Some teaching strategies for English for Speakers of Other Languages classes include modeling, using non-linguistic cues, building on previous information, adjusting rate of speech and wait time, and implementing cooperative learning strategies. Teaching English to speakers of other languages employs different strategies than teaching students in their first language.
Modeling is important because it allows students to contextualize the information. It shows students what is expected of them, which is particularly important when introducing new concepts in the classroom.
Using non-linguistic cues such as posture, intonation, gestures and other visual cues helps students to understand corrections and engages the students, in contrast to rote memorization.
Building on previous information and lessons helps the student to build up to more complicated grammatical structures and more specific vocabulary. Starting with a basic model or dialogue and then modifying that dialogue to suit different situations is an example of lesson building.

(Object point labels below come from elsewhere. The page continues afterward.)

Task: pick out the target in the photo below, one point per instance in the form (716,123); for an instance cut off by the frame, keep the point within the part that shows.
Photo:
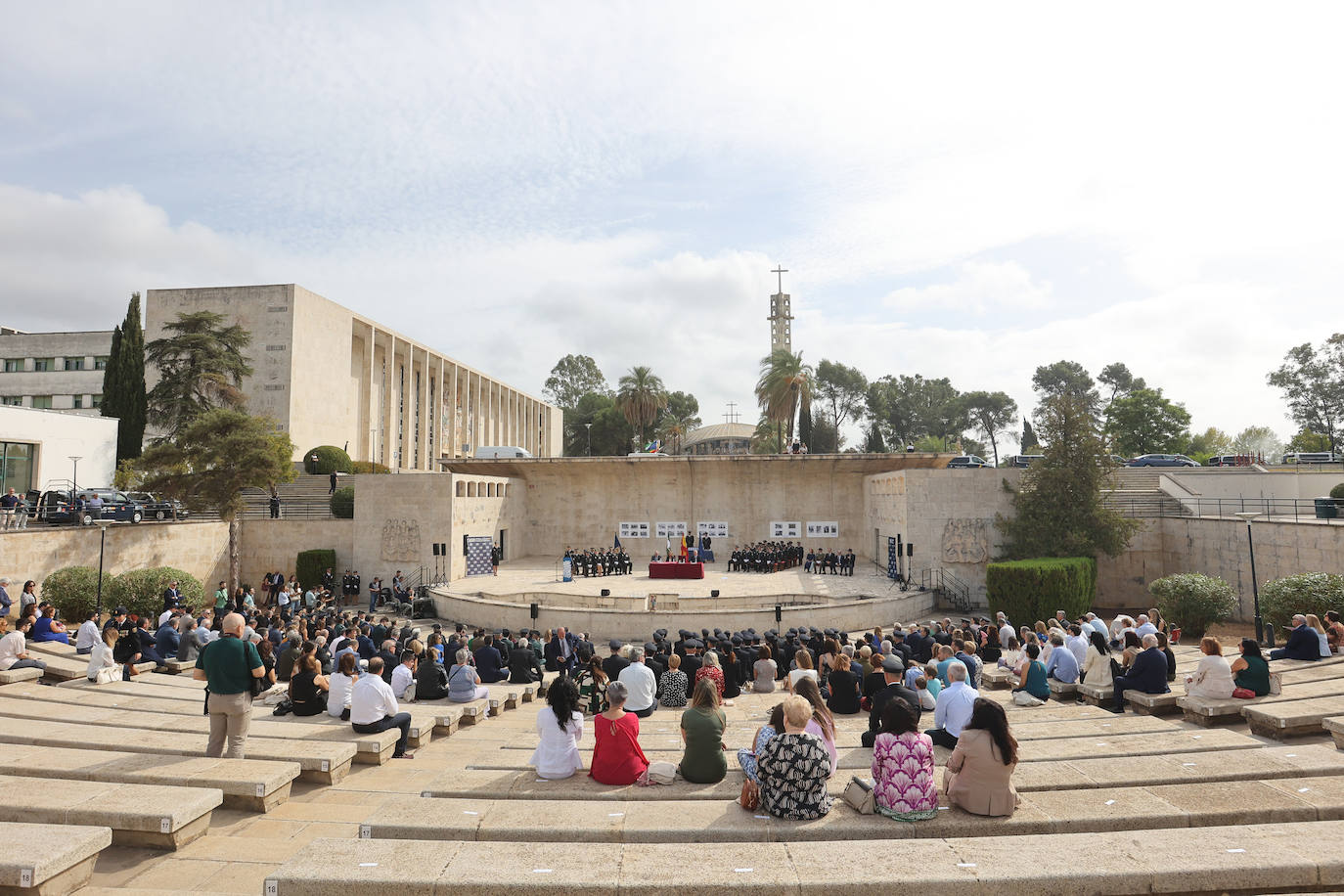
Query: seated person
(1250,669)
(794,767)
(701,733)
(1148,673)
(1303,643)
(1213,677)
(978,774)
(560,729)
(902,766)
(617,758)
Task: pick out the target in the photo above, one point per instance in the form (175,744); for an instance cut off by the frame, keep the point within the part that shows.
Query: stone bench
(175,715)
(1152,704)
(252,784)
(1277,856)
(15,676)
(323,762)
(157,817)
(62,866)
(1293,718)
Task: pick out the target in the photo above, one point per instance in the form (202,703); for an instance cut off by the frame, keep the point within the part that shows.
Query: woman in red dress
(617,758)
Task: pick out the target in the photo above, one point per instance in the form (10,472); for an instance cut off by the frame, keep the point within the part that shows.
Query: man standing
(373,708)
(227,665)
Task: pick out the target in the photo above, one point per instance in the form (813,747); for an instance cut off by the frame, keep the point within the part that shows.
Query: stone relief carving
(401,540)
(965,542)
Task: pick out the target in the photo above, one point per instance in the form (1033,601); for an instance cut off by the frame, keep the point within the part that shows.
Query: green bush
(330,458)
(141,591)
(74,591)
(1303,593)
(311,564)
(1193,601)
(1032,590)
(343,504)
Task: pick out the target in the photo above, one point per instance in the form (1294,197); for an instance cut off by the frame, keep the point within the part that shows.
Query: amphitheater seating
(64,864)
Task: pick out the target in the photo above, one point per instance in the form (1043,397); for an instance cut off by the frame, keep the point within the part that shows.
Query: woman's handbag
(859,794)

Adjusting rate of speech and wait time is one of the most fundamental strategies that an ESOL teacher can employ. In order for students to understand, the teacher should slow down her rate of speech so that the words and expression are more accessible to the student. ESOL students also require a longer time to respond to questions while they organize their ideas and employ grammatical structures.
Implementing cooperative learning strategies allows students to learn from each other, not just the teacher. Students working in groups can balance their own weaknesses against the strengths of their peers. This technique also raises students' comfort levels when experimenting with English in the presence of others.